Some believers and nonbelievers alike imagine, in a sort of hypothetical idealism, that if faith in Jesus Christ is the only true religion, and the Father, Son, and Spirit is the only true God, then the institution of the church should be a perfectly gleaming reflection of heaven. Jesus does call every true disciple to be a reflection of Himself in a dark world, but neither He nor the apostles ever entertained the fantasy that the institution of the church would be free from worldly or corrupt people. Jesus prophesied about false teachers and prophets (Matthew 24:11), while Paul reported conflict with false “brethren” and taught that the devil puts his wicked servants even within the church, so they will appear to be speaking for God (2 Corinthians 11:13-15, 26).
We must not turn a blind eye to the devil’s work in society, but we also must begin to pray, “Lord, let it not be found among us! Help us be a holy, spotless bride!” When scripture pinpoints the sins of those who do not believe, the concern is almost always that believers remain pure.
Therefore, when Paul writes that in the last days, people will be “lovers of self, lovers of money…ungrateful, unholy, unloving, irreconcilable…lovers of pleasure rather than lovers of God” (3:2-4), he is identifying how the world will be, but his goal is to keep the church on guard against it! He goes on to say that, within the church, such individuals will have “a form of godliness, although they have denied its power” (3:5). They will even go to Bible study and sit through sermons, because they are “always learning and never able to come to the knowledge of the truth” (3:7). They may shout hallelujah with us and say “amen” to these words I am writing, but in their heart, they oppose Christ, just as Jannes and Jambes rose up against Moses (3:8).

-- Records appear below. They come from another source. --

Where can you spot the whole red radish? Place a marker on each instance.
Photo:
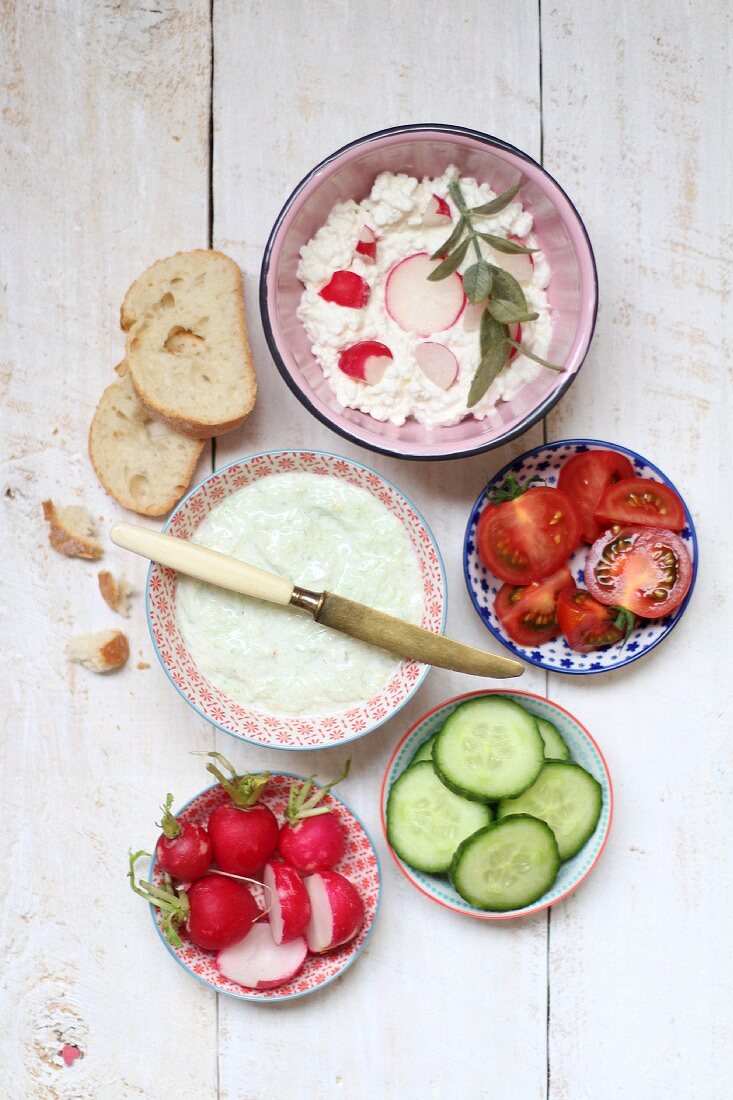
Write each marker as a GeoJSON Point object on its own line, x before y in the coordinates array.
{"type": "Point", "coordinates": [312, 839]}
{"type": "Point", "coordinates": [243, 834]}
{"type": "Point", "coordinates": [216, 911]}
{"type": "Point", "coordinates": [337, 911]}
{"type": "Point", "coordinates": [287, 901]}
{"type": "Point", "coordinates": [346, 288]}
{"type": "Point", "coordinates": [184, 850]}
{"type": "Point", "coordinates": [258, 963]}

The power of being a redeemed child of God is that the Spirit if the living God has come in and transformed our hearts. We were born like the world, but we became born again. Godliness has external forms, like praise songs, church attendance, and the written word. But the power of these things is to transform us and make us holy. Many of us have been given a new heart by God, and many come to church having been drawn to this new life that can be theirs. But still some hold to their own will, rebellious against the authority of Jesus. They persist with a callous, worldly heart. We are told to avoid them (3:5), because if they are cold and hard against the Word of God, then we who are much less powerful than God will not succeed in persuading them, nor will we be improved through their company. In humility, “continue in the things you have learned and become convinced of” and you can be confident as Paul was that the Lord will rescue you out of every trouble that comes your way in the path of obedience (3:11)!